Edinburgh Adventurer to embark on world first expedition to Arctic Northwest Passage
32-year-old Mark Agnew is hoping to fundraise more than £25,000 for the Wilderness Foundation
An Edinburgh adventurer is preparing to begin the world’s first attempt to kayak the Arctic’s 2000-mile Northwest Passage in 90 days to raise money for charity.
Mark Agnew, 32, along with his three American team members will start from Bylot Island, Nunavut, Canada next month and aim to reach Tuktoyaktuk, an Inuit hamlet following the historic route linking the Atlantic with the Pacific.
The professional adventurer, who is leaving his wife, Sophie, and one-year old daughter behind in London, is trying to fundraise more than £25,000 for the Wilderness Foundation UK, a charity which offers education and therapy programmes for young people and adults to help them reconnect to society.
Agnew has previously attempted to row the Atlantic twice, but was not able to complete it on each occasion. It led Agnew to suffer a mental health spiral, which made him feel worthless and unmotivated.
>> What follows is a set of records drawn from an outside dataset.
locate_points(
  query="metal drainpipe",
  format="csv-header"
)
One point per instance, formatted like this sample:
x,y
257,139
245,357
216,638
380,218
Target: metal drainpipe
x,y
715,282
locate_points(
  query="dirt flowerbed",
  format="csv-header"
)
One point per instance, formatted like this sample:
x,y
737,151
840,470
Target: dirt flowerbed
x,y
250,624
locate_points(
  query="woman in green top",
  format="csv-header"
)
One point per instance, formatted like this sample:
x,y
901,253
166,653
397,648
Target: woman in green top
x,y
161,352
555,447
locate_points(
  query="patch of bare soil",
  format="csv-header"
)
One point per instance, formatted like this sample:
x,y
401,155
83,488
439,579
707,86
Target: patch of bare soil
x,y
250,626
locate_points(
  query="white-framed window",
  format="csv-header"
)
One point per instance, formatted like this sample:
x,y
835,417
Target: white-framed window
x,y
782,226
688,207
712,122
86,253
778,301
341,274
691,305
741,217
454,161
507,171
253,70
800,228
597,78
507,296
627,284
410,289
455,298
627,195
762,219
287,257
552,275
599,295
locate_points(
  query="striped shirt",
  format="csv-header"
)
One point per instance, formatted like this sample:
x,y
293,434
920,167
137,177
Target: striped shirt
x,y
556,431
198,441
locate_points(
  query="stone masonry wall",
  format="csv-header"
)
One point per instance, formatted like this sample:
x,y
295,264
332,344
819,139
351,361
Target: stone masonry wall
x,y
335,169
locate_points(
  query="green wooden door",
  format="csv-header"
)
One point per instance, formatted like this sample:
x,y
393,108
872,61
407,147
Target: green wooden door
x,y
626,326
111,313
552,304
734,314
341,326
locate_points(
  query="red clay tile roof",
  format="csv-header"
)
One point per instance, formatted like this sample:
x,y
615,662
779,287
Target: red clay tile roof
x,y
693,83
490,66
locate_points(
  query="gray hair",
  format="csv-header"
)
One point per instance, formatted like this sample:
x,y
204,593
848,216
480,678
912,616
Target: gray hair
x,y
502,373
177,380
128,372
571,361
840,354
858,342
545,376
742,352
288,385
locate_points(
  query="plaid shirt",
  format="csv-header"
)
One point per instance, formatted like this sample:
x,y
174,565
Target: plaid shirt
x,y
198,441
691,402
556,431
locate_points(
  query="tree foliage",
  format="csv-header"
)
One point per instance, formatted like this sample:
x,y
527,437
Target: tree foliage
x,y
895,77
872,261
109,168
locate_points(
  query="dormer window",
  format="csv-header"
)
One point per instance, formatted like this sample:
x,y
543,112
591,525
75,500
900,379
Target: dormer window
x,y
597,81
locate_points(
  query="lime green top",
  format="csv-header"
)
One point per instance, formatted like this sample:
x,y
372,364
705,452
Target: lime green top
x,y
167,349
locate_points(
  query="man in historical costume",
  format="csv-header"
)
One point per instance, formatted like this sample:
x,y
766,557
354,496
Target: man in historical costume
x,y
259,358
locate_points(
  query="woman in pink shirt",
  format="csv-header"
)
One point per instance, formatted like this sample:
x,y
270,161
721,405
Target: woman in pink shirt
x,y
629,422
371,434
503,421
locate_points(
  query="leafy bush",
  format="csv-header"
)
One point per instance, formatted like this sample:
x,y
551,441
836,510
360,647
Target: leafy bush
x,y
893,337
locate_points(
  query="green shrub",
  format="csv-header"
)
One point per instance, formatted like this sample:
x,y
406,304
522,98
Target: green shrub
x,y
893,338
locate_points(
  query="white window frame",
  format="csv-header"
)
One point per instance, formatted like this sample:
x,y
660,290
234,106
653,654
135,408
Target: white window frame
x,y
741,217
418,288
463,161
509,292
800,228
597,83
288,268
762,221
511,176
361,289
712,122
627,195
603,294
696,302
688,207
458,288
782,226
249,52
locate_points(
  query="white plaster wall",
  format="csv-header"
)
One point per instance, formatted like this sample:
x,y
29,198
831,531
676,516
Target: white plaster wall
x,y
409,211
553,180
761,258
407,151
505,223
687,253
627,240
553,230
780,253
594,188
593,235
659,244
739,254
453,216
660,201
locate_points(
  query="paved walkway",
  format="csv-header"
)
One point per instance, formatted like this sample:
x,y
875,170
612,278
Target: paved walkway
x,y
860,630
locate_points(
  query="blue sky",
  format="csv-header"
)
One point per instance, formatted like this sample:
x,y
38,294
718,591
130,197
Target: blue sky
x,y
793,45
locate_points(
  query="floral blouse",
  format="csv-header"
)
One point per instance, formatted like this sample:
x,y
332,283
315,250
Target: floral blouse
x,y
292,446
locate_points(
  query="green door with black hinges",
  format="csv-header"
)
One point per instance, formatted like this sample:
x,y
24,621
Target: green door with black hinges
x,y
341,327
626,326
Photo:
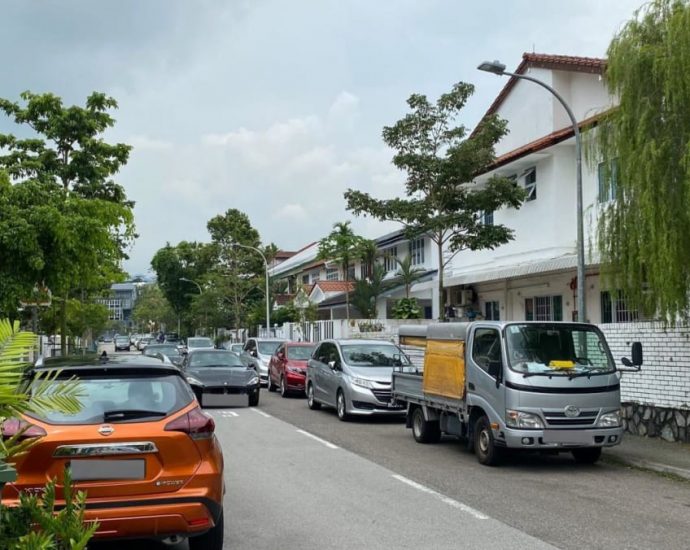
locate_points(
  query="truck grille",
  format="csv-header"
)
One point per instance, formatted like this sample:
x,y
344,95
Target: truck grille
x,y
558,418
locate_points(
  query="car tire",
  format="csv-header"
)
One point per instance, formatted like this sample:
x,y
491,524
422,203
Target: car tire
x,y
212,539
312,403
424,431
484,446
588,455
341,406
254,398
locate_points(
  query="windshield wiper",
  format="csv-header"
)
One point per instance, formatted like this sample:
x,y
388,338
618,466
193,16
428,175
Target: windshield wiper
x,y
128,414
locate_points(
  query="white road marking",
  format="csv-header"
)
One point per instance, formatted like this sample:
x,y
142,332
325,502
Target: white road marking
x,y
316,438
451,502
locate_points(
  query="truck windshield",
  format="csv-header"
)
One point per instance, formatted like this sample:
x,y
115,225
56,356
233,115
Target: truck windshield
x,y
557,350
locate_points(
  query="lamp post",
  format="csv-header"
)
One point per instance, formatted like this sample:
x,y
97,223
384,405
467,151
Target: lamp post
x,y
268,309
499,69
200,293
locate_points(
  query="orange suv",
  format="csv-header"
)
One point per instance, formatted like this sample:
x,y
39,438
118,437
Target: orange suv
x,y
140,447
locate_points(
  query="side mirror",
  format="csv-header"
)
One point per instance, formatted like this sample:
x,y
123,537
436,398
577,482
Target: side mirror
x,y
636,352
495,368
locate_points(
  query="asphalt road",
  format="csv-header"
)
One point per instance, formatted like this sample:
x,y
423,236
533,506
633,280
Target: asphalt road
x,y
303,479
It was after a year that his mental health improved, and he began to set himself challenges.
“After failing to row the Atlantic twice, I felt utterly worthless. I was overcome with feelings of humiliation and failure. It began to seep into every aspect of my life, and I became lethargic,” Agnew said. “I wasn’t clinically depressed, but the feeling of being pathetic became overwhelming. Eventually, I decided I needed to drag myself out of my hole by going on adventures again.”
He trained for his expedition by kayaking on the Thames and training with a polar region expedition paddler, Jeff Allen, who has aided Agnew improving his fitness and kayaking technique. He also kayaked around Bass Rock.
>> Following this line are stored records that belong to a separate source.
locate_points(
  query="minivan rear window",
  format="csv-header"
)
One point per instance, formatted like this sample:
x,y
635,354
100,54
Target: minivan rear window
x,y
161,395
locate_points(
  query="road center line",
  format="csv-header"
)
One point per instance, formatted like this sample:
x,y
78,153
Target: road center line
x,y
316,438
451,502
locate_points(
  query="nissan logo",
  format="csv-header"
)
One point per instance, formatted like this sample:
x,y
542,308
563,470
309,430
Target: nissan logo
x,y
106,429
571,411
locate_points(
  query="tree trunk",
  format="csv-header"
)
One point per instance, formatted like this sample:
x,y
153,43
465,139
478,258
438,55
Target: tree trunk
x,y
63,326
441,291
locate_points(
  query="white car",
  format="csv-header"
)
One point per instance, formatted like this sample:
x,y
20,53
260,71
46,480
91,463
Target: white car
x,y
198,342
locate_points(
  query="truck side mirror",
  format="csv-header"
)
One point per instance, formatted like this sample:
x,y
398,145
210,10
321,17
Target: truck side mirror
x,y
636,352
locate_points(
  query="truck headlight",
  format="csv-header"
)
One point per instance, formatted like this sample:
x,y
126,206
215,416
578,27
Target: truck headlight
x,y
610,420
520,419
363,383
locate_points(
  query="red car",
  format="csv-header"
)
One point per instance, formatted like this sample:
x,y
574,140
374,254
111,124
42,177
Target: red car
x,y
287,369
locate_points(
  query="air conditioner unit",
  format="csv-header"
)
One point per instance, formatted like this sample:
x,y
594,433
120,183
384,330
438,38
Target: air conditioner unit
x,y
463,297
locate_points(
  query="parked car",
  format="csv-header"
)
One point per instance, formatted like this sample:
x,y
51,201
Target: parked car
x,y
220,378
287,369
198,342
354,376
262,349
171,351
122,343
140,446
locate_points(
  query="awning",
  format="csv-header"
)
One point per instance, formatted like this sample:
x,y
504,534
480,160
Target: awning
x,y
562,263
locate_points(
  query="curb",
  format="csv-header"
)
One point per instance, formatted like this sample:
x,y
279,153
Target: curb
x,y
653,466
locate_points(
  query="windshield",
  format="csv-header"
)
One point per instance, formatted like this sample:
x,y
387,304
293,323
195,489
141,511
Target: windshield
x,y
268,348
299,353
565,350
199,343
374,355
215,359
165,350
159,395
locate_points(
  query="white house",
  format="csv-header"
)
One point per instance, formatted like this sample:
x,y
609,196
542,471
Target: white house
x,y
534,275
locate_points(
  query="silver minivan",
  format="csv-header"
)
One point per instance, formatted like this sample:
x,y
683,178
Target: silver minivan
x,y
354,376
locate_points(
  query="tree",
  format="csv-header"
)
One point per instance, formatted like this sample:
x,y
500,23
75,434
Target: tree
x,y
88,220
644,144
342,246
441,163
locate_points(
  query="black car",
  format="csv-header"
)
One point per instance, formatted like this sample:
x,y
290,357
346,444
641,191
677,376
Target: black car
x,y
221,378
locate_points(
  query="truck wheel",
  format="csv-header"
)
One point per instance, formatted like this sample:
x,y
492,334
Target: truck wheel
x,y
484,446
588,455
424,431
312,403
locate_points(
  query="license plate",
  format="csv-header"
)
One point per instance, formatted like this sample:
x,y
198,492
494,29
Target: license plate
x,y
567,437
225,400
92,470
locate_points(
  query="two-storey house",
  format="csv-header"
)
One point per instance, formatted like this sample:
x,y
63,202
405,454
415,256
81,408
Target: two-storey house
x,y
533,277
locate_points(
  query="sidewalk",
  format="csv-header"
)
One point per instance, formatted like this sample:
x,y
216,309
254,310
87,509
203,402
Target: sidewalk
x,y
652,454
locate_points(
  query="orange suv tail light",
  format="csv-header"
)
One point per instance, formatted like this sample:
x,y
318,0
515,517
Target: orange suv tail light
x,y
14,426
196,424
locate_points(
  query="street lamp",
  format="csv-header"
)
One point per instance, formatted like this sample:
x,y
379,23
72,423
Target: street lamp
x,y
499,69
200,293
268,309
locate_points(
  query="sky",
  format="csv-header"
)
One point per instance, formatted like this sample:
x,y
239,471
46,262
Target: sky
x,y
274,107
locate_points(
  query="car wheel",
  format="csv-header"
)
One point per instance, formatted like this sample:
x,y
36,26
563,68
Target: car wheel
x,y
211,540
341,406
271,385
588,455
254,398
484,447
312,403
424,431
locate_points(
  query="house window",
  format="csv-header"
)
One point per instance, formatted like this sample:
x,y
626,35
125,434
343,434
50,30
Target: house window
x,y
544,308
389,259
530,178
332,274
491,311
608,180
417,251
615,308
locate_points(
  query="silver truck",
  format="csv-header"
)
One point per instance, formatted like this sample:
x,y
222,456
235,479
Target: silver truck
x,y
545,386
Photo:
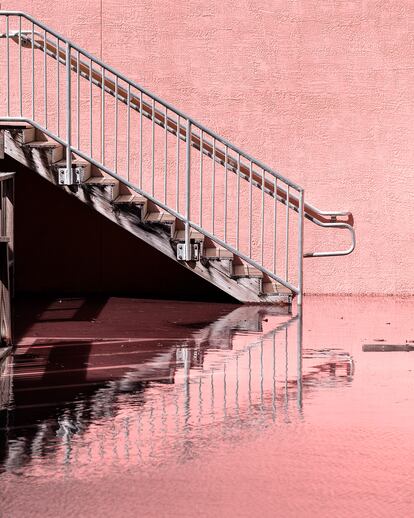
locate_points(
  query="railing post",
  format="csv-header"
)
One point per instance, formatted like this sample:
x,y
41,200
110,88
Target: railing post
x,y
188,192
301,217
68,111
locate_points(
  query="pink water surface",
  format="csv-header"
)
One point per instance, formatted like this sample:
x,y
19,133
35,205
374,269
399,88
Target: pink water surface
x,y
184,409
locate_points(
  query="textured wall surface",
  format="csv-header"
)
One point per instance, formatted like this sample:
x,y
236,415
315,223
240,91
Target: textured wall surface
x,y
322,91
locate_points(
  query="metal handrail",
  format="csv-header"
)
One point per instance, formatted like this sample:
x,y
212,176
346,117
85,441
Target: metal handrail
x,y
186,129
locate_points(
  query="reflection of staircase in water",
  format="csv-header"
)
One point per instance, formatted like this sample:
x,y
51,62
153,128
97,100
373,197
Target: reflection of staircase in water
x,y
238,374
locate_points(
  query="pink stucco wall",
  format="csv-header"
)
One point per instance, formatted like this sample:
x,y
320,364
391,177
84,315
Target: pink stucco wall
x,y
320,90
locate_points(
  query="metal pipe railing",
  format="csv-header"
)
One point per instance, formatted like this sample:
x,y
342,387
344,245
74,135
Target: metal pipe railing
x,y
268,234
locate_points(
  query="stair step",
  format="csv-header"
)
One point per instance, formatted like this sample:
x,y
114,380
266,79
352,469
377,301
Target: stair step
x,y
55,149
101,180
160,217
244,270
217,253
43,144
126,199
272,287
179,235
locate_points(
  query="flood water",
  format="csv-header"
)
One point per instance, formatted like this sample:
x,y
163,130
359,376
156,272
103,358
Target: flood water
x,y
123,407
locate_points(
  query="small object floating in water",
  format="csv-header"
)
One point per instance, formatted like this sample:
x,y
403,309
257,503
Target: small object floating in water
x,y
385,348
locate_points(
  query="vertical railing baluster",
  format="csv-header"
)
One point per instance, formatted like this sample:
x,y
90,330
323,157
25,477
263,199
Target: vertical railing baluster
x,y
301,216
33,68
262,220
287,234
250,207
128,128
274,225
140,139
8,65
116,126
238,203
225,192
213,187
45,75
20,68
188,191
58,85
103,116
201,178
177,179
90,110
153,148
68,109
165,152
78,100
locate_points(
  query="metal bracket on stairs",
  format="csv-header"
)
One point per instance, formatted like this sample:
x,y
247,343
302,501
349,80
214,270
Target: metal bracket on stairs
x,y
70,177
195,252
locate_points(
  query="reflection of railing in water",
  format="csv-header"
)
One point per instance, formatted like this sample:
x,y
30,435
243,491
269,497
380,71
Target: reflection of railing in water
x,y
215,393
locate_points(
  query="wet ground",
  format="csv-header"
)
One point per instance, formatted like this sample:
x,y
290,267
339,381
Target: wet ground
x,y
120,407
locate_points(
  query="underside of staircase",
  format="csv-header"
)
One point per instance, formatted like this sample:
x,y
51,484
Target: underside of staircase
x,y
153,170
139,216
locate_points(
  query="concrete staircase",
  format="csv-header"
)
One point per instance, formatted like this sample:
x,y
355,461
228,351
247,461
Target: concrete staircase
x,y
139,216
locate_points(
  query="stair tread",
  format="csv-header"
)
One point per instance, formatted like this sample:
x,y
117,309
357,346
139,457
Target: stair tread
x,y
244,270
130,198
12,124
43,143
180,235
217,253
101,180
75,161
275,288
160,217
On the journey, the team will munch through between 4,000 – 6,000 calories each day and will camp on land every night. They will place a tripwire, which will let out a bang, if a polar bear gets near the camp.
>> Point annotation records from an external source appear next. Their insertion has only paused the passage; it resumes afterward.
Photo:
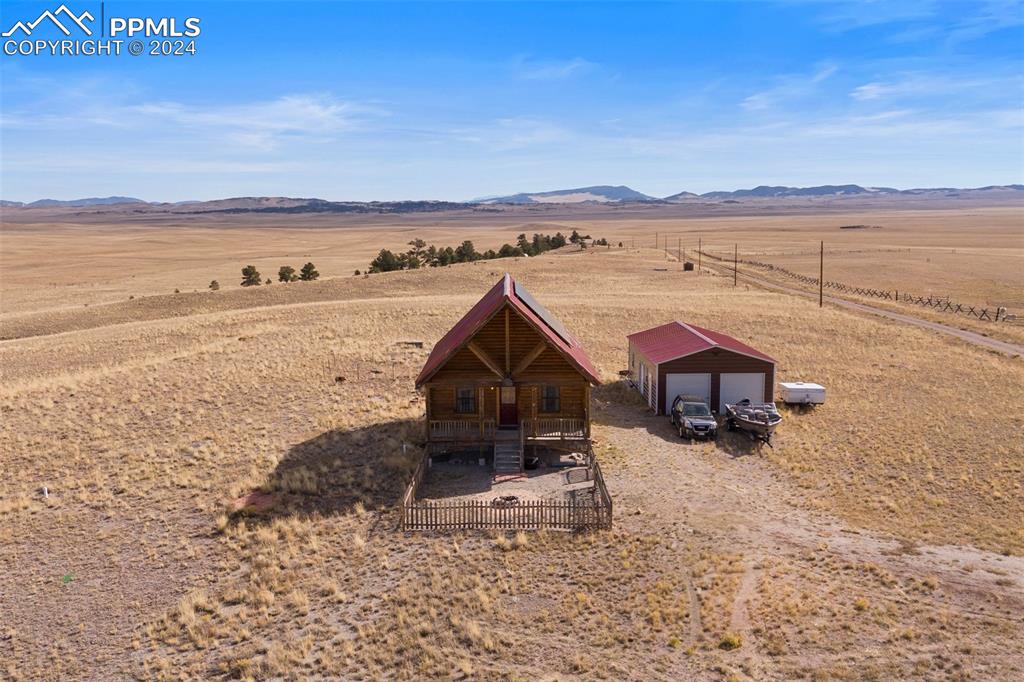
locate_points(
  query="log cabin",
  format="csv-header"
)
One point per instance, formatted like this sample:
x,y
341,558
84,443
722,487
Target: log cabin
x,y
507,376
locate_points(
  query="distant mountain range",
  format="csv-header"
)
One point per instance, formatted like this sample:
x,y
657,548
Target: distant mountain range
x,y
89,201
602,194
621,194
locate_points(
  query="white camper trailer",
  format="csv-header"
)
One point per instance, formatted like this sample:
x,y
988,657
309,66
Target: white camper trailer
x,y
801,392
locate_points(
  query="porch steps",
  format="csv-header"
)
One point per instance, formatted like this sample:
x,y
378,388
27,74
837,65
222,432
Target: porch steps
x,y
508,453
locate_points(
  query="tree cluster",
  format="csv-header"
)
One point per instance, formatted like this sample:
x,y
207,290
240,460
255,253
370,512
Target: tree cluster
x,y
252,278
421,255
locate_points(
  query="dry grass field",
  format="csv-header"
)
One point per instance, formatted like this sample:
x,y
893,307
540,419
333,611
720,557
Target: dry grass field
x,y
882,538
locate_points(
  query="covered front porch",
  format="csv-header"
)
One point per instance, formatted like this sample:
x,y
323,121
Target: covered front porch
x,y
483,430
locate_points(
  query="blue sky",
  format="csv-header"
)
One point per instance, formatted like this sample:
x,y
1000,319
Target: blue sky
x,y
456,100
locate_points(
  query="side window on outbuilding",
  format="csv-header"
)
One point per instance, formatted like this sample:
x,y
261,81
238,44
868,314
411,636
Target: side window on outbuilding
x,y
551,398
465,400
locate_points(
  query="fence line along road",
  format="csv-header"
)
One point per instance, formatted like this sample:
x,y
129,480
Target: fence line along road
x,y
940,303
1005,347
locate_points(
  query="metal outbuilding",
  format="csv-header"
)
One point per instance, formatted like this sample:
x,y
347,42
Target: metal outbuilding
x,y
680,358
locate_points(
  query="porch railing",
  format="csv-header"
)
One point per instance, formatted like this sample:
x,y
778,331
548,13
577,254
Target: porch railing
x,y
461,429
555,427
590,512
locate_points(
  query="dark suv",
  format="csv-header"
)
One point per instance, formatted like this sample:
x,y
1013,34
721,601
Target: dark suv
x,y
692,419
The voyage is only feasible because the Arctic’s ice is melting due to climate change.
“This is really the ‘voyage that shouldn’t happen’. One hundred years ago, the Northwest Passage would have been frozen almost all year-round, but now we are going to be able to kayak the 2000-miles in a single season. A rather devastating example of how much climate change has affected the planet,” Agnew added.
Mark will follow the same route used by the British Arctic exploration voyage, led by Sir John Franklin in 1845. The 1845 expedition finished in chaos with the ships getting stuck in the ice and 129 crew members dead.